Rescaling Transforms for Local Models of Spherical Flows

TL;DR

This paper extends local spherical flow models by applying rescaling transformations inspired by cosmology, simplifying analytical solutions and revealing how instabilities and turbulence behave in contracting or expanding gas clouds.

Contribution

It generalizes super-comoving variables to local spherical flows, enabling analytical solutions and connecting small-scale turbulence in spherical flows to Cartesian hydrodynamics.

Findings

Solutions can be derived via mapping from Cartesian flows.

Time rescaling affects the growth of instabilities.

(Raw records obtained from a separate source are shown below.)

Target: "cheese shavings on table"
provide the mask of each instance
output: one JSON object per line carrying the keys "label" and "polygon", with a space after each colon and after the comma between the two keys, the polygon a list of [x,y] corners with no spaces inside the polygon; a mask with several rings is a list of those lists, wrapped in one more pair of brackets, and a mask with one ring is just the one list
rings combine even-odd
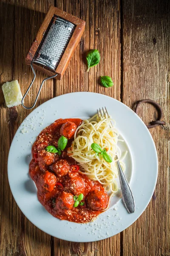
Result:
{"label": "cheese shavings on table", "polygon": [[6,82],[2,85],[2,89],[8,108],[21,104],[23,96],[18,80]]}

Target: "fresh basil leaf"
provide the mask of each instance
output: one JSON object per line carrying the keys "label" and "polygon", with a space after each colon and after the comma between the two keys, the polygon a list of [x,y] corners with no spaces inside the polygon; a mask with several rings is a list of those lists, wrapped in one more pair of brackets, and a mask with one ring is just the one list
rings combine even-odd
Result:
{"label": "fresh basil leaf", "polygon": [[113,85],[113,83],[112,80],[112,79],[110,76],[101,76],[100,78],[100,81],[102,85],[104,87],[111,87]]}
{"label": "fresh basil leaf", "polygon": [[103,153],[103,157],[108,163],[111,163],[113,161],[112,157],[108,154],[107,153]]}
{"label": "fresh basil leaf", "polygon": [[61,136],[58,141],[58,147],[60,150],[64,150],[67,145],[68,140],[64,136]]}
{"label": "fresh basil leaf", "polygon": [[86,56],[86,59],[88,65],[88,72],[90,67],[99,64],[100,60],[100,55],[98,50],[91,50],[88,52]]}
{"label": "fresh basil leaf", "polygon": [[58,150],[54,146],[48,146],[45,148],[46,151],[51,153],[58,153]]}
{"label": "fresh basil leaf", "polygon": [[73,207],[77,207],[79,204],[79,201],[76,201],[74,204],[73,205]]}
{"label": "fresh basil leaf", "polygon": [[74,201],[76,201],[77,199],[77,196],[74,195],[74,196],[73,197],[73,199],[74,199]]}
{"label": "fresh basil leaf", "polygon": [[79,201],[81,201],[82,200],[83,200],[83,197],[84,197],[83,194],[81,193],[81,194],[79,194],[79,195],[78,197],[78,200]]}
{"label": "fresh basil leaf", "polygon": [[96,153],[101,153],[102,151],[100,146],[96,143],[92,143],[91,145],[91,148]]}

Small-scale flows exhibit turbulence similar to Kolmogorov turbulence.

Abstract

Previously we developed a local model for a spherically contracting/expanding gas cloud that can be used to study turbulence and small scale instabilities in such flows. In this work we generalise the super-comoving variables used in studies of cosmological structure formation to our local spherical flow model, which make it significantly easier to derive analytical solutions and analyse the interactions of more complex flows with the background. We show that a wide class of solutions to the local spherical flow model can be obtained via a mapping from the corresponding solutions in regular Cartesian flows. The rescaling of time in the transformation results in a modification of the linear instabilities that can occur in spherical flows, causing them to have a time dependent growth rate in the physical time coordinate, and can prevent slower instabilities from operating. Finally, we show that the small scale flows in isotropic contraction/expansion can be mapped directly to Cartesian, inviscid, incompressible hydrodynamics, meaning that one expects a form of rescaled Kolmogorov-turbulence at the small scale of isotropically contracting/expanding flows.